After long admiring the Lenten Roses growing in my friend Joanne’s yard, last year I finally purchased a couple of plants to try in my own garden. I carefully situated them in partial shade close to our front window so I could admire their early blooms and went back to other gardening chores.
Unfortunately in an effort to keep water further away from our house during big rainstorms, my husband decided to add 4 inches of fill dirt around the foundation of our home. I dug out a lot of perennials including my new Lenten Roses, helped shovel in the fill dirt and replanted. That new soil was clay based with a good amount of small rocks, nothing at all like the garden soil that we covered up! Needless to say, I was not a happy gardener and was very concerned about all of my plants struggling to survive in that crummy new soil. I wondered if the Lenten Roses would even make it through their first winter.

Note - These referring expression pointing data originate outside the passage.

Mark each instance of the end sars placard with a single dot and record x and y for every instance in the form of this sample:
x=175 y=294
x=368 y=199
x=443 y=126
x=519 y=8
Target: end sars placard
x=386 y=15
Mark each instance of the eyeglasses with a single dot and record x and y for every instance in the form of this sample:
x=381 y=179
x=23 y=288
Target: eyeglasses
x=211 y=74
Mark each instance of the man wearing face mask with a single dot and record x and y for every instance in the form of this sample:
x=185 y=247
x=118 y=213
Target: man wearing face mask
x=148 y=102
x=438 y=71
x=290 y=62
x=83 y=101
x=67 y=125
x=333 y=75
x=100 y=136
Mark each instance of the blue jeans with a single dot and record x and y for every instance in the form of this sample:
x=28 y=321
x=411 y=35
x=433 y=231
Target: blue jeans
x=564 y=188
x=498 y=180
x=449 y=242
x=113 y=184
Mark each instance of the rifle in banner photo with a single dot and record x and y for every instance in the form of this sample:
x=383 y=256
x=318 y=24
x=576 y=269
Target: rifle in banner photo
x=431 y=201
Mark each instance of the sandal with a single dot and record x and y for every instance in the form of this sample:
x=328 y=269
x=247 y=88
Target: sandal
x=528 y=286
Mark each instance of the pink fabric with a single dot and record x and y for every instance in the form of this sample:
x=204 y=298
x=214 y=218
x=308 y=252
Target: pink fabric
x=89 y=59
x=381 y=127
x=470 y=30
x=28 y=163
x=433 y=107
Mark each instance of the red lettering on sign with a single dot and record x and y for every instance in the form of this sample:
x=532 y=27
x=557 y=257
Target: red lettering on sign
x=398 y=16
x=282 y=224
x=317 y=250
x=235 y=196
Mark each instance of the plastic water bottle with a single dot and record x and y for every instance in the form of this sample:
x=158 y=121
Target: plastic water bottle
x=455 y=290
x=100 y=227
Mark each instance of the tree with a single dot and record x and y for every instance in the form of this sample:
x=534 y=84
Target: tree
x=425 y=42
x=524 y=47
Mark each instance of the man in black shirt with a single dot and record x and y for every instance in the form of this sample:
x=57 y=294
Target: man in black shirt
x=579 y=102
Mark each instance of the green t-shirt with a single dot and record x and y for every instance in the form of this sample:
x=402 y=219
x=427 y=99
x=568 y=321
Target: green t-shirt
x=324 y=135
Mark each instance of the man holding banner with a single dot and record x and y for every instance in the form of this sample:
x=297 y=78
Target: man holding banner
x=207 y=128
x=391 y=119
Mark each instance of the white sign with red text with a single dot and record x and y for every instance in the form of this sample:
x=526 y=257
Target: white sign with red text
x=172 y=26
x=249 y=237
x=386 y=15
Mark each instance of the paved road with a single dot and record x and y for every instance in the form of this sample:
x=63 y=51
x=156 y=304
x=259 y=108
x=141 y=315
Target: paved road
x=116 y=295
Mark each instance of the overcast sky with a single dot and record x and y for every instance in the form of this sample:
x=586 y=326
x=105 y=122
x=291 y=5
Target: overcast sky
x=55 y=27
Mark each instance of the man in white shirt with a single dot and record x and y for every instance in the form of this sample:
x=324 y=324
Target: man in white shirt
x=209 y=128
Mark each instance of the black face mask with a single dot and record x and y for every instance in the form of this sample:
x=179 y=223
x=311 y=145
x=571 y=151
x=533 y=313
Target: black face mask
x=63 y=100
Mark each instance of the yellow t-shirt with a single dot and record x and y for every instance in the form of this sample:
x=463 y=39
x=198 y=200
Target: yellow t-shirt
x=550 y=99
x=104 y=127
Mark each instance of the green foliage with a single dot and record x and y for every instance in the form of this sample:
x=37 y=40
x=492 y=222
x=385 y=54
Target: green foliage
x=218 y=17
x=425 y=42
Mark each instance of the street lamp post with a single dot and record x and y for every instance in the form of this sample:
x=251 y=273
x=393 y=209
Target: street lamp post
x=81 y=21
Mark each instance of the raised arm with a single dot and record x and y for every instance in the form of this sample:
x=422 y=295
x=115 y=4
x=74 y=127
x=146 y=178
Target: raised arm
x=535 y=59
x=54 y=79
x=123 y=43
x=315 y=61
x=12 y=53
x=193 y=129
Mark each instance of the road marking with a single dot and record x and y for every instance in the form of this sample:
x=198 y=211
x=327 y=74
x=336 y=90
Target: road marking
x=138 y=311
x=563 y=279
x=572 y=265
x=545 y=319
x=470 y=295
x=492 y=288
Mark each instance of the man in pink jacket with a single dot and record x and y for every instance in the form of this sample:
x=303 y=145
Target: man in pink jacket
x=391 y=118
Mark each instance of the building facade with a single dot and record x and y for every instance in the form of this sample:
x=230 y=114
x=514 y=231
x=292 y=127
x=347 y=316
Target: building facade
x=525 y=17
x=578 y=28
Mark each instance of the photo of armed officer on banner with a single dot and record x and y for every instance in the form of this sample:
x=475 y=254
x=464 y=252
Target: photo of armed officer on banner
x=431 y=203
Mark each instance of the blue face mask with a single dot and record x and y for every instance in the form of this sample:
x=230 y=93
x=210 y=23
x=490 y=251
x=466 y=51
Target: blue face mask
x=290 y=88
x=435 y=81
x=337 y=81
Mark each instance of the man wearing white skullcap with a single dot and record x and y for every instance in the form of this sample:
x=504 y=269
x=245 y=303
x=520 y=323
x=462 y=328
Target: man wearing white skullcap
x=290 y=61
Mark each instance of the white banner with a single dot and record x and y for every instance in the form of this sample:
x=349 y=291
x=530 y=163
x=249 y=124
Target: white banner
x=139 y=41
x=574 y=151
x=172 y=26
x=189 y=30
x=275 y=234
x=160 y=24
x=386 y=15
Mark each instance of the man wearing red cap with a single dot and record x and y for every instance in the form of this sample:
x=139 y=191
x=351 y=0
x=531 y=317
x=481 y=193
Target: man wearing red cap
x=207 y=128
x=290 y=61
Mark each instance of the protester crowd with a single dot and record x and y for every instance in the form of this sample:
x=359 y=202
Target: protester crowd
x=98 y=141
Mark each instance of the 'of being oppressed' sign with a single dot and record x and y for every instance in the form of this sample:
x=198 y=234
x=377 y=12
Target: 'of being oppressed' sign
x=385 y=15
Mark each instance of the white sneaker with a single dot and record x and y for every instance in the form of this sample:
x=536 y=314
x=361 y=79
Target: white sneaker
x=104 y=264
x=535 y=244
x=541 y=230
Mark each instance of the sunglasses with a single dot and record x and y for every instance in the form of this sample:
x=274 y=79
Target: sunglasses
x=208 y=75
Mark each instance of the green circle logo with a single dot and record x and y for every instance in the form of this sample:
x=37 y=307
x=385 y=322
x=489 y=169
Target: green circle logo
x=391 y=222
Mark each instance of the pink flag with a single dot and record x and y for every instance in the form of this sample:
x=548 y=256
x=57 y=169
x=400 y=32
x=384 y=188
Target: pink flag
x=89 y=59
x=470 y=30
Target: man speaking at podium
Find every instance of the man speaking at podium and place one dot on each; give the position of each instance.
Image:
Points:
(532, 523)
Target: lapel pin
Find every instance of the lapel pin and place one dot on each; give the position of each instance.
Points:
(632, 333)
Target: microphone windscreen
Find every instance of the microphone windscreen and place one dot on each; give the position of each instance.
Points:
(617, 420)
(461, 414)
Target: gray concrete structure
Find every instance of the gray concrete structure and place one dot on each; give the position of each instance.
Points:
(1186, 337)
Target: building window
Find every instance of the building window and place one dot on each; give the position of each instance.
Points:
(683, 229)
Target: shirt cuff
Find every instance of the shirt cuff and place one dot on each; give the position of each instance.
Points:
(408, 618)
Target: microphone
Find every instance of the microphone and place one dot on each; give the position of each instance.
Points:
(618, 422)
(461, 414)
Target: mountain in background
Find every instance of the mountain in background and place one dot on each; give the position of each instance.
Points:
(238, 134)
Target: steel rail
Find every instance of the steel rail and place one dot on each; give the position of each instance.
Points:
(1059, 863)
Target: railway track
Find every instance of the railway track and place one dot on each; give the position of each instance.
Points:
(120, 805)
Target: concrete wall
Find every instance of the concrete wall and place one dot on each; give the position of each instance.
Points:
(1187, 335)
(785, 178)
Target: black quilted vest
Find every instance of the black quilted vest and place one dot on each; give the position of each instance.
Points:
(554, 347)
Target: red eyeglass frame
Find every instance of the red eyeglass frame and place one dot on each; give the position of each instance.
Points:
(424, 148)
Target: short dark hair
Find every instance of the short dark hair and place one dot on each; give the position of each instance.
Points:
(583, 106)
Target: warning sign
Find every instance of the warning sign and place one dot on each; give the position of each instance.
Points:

Luckily last winter was very mild in Wisconsin and all the plants survived. One of my new Helleborus is even blooming and the other one looks pretty healthy so I guess all is well. I found that I really like how the Lenten Roses look and have even decided to move some hostas from our front garden and replace them with more Helleborus since they were the earliest perennials to flower in my garden. Spring cannot come too early for me!
Research
Growing 15 inches tall and wide, Helleborus plants have palmate evergreen leaves growing from a thick rootstock. They produce nodding whitish or plum colored flowers that appear in late winter or early spring and last for 8 to 10 weeks. They like partial shade and well drained soil with plenty of humus. The foliage of the Lenten Rose makes an excellent ground cover and this plant can be effectively mixed in with hosta, ferns, brunnera and heuchera in shaded gardens. (In my garden they even grew in fill dirt!)
Very nice article! I may have to try them again. The last time that I tried them they didn’t come up. Maybe it was a bad winter up here.